ONNX (Open Neural Network Exchange)
An open format for exchanging ML models between different frameworks – train in PyTorch, deploy with TensorRT or CoreML.
ONNX is the universal exchange format for ML models – train in PyTorch, deploy anywhere with up to 5x faster inference through ONNX Runtime.
Explanation
ONNX defines a standard graph for neural networks with over 150 operators.
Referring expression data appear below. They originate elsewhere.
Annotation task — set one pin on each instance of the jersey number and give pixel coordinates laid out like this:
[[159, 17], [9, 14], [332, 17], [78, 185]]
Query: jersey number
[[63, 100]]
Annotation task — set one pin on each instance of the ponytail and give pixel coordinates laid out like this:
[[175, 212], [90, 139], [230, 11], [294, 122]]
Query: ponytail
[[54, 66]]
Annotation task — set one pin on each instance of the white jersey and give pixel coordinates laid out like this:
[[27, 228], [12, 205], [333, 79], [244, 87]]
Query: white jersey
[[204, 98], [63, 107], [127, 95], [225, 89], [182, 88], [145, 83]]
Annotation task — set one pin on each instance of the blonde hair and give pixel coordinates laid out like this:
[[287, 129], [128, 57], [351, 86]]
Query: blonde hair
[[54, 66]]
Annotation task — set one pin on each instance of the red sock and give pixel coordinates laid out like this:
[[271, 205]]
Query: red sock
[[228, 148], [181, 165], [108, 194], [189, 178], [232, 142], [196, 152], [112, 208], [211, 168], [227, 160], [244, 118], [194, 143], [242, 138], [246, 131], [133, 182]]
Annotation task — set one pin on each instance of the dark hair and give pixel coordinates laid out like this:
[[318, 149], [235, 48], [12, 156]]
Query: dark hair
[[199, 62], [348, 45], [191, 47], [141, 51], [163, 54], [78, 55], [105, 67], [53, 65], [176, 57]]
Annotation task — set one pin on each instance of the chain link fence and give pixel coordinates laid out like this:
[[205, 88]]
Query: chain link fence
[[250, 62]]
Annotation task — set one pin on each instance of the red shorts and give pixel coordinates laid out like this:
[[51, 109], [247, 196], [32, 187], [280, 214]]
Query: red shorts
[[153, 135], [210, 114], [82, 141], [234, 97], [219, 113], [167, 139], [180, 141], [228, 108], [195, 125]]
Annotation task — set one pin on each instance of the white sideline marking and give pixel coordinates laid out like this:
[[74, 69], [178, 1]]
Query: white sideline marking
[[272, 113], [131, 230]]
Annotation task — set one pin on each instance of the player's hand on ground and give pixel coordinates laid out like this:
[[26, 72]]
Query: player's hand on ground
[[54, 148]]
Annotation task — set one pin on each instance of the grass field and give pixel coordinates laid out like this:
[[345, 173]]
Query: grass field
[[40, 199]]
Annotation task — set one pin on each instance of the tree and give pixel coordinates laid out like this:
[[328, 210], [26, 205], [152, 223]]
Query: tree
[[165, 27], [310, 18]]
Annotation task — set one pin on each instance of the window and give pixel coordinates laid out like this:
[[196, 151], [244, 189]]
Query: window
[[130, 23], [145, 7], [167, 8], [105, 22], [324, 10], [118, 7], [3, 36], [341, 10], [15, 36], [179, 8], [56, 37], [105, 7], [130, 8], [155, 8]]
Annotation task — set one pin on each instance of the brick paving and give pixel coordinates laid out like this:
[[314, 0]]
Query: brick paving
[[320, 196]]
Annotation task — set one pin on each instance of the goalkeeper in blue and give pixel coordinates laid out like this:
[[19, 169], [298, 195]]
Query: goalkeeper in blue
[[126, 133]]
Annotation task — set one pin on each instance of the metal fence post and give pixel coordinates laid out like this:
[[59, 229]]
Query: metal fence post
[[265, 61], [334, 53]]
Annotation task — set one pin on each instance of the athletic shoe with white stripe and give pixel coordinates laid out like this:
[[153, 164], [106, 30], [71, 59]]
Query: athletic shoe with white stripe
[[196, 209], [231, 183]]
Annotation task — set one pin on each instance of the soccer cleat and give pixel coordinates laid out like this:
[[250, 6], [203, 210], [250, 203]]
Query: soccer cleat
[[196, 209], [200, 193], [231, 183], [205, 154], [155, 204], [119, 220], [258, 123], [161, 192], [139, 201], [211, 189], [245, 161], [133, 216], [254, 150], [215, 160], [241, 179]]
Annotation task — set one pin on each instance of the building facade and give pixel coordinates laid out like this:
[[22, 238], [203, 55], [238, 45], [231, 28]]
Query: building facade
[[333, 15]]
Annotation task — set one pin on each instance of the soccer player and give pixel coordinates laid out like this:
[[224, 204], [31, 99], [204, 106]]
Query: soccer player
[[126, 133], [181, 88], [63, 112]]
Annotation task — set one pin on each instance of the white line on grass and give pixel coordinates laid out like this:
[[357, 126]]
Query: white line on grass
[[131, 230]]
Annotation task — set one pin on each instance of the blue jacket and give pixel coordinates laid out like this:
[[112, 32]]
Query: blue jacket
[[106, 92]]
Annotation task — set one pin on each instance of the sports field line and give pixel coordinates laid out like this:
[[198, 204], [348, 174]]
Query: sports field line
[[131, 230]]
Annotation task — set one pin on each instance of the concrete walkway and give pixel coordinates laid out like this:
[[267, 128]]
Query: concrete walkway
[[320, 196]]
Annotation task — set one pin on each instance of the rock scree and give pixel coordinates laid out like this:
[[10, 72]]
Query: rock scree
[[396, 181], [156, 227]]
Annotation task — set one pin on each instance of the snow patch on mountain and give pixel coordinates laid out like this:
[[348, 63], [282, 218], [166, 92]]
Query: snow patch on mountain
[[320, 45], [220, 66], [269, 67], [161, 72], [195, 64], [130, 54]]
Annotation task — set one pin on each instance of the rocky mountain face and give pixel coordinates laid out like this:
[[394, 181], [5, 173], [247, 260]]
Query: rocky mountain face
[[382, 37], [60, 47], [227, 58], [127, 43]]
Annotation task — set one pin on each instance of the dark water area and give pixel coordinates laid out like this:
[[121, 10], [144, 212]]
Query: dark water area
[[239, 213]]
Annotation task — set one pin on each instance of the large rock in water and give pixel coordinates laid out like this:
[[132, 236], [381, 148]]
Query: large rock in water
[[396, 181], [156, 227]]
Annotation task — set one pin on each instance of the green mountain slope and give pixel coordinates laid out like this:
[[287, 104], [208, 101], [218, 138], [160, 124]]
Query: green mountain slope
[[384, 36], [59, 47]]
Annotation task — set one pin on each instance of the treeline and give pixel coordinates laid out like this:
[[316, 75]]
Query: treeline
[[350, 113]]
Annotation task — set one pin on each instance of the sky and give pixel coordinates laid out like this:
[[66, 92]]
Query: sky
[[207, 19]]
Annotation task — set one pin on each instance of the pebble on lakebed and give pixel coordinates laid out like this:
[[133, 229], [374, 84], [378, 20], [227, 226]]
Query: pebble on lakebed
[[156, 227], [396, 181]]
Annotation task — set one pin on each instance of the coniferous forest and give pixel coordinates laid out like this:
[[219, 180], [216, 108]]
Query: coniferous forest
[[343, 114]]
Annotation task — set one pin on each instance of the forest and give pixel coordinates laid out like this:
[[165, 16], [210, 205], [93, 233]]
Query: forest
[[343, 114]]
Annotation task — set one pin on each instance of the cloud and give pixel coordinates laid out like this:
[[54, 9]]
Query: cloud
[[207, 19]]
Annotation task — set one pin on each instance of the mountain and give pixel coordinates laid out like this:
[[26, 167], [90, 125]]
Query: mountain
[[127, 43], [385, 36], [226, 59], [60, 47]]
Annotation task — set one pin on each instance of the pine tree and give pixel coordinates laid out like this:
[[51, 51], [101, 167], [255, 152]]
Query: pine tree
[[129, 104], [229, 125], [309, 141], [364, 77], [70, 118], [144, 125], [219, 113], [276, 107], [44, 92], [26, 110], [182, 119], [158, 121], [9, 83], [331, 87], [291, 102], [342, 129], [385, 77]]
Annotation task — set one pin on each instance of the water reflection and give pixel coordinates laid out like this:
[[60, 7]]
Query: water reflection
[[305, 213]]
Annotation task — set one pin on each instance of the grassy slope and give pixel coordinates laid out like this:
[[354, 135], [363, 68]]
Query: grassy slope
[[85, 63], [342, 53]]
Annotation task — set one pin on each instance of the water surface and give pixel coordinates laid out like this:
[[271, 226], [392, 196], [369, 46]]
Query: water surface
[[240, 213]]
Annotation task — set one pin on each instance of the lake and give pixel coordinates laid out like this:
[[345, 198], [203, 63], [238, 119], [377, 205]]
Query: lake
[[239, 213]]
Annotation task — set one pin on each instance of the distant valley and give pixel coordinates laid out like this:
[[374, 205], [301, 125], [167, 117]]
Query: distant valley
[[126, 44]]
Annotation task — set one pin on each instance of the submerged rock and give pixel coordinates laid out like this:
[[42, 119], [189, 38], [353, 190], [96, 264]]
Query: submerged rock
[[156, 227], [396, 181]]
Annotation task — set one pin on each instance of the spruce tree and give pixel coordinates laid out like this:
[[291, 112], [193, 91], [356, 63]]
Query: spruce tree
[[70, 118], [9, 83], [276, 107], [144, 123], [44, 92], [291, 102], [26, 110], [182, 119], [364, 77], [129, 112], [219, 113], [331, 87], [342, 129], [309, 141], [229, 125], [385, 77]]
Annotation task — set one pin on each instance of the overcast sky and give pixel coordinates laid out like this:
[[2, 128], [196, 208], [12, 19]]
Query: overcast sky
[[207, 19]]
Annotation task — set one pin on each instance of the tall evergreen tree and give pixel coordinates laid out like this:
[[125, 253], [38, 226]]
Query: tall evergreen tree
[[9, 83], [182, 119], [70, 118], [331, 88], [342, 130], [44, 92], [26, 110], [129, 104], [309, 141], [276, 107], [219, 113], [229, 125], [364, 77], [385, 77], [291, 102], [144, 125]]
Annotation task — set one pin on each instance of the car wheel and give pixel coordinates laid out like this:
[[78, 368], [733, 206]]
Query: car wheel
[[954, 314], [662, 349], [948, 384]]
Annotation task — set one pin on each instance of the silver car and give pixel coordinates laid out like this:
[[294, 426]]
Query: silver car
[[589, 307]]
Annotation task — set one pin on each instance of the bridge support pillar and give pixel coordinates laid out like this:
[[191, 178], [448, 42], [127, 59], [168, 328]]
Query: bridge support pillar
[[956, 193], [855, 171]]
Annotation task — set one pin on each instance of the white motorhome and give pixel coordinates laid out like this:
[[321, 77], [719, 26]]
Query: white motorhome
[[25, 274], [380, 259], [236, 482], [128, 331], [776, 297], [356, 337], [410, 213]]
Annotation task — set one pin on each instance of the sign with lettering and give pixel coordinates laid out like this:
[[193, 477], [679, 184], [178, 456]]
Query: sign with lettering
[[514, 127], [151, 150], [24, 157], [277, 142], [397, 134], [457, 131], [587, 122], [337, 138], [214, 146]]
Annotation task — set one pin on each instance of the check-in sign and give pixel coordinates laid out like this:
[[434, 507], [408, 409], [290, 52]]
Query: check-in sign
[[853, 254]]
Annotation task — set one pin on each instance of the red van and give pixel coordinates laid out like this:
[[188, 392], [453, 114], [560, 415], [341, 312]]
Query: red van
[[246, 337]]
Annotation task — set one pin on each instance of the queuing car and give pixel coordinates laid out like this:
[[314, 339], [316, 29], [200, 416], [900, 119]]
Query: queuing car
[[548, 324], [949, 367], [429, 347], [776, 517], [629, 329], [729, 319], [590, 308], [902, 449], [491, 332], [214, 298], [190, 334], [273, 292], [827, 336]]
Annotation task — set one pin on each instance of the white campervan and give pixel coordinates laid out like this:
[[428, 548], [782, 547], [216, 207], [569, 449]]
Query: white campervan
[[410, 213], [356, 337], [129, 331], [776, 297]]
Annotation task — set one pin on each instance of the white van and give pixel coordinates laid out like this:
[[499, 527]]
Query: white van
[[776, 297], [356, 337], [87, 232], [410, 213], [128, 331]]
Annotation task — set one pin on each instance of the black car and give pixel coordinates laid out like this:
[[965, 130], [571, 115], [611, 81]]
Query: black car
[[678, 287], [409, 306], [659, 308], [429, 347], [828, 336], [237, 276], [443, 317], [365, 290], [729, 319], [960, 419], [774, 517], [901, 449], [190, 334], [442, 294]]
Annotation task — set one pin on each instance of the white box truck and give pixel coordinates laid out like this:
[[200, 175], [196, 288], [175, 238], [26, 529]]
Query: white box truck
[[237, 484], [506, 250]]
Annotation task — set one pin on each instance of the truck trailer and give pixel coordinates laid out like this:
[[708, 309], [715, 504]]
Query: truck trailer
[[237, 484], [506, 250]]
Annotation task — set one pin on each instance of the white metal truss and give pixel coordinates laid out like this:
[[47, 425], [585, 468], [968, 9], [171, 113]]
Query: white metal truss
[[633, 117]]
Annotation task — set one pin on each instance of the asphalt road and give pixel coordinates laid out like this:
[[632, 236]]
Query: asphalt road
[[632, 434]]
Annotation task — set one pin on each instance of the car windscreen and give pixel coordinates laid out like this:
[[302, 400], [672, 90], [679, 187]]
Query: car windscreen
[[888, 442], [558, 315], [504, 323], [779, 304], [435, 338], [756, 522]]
ONNX Runtime is a highly optimized inference engine from Microsoft that runs on CPU, GPU, and NPU.
Marketing Relevance
ONNX eliminates framework lock-in: Models can be freely moved between PyTorch, TensorFlow, and inference engines. ONNX Runtime accelerates inference by 2-5x.
Example
A sentiment model trained in PyTorch is exported to ONNX and deployed with ONNX Runtime – 3x faster inference and cross-platform compatibility.
Common Pitfalls
Not all custom operators are supported. Conversion can introduce numerical deviations. Dynamic shapes require special handling.
Origin & History
Facebook and Microsoft founded ONNX in 2017. ONNX Runtime was open-sourced in 2019 and is now integrated in Windows, Azure, and Office. Version 1.15+ supports LLM inference.
Comparisons & Differences
ONNX (Open Neural Network Exchange) vs. TensorRT
TensorRT is NVIDIA-specific and GPU-optimized; ONNX is framework-agnostic and runs on CPU, GPU, and NPU.
ONNX (Open Neural Network Exchange) vs. GGUF
GGUF is for local LLM inference with llama.cpp; ONNX is a general format for all ML model types.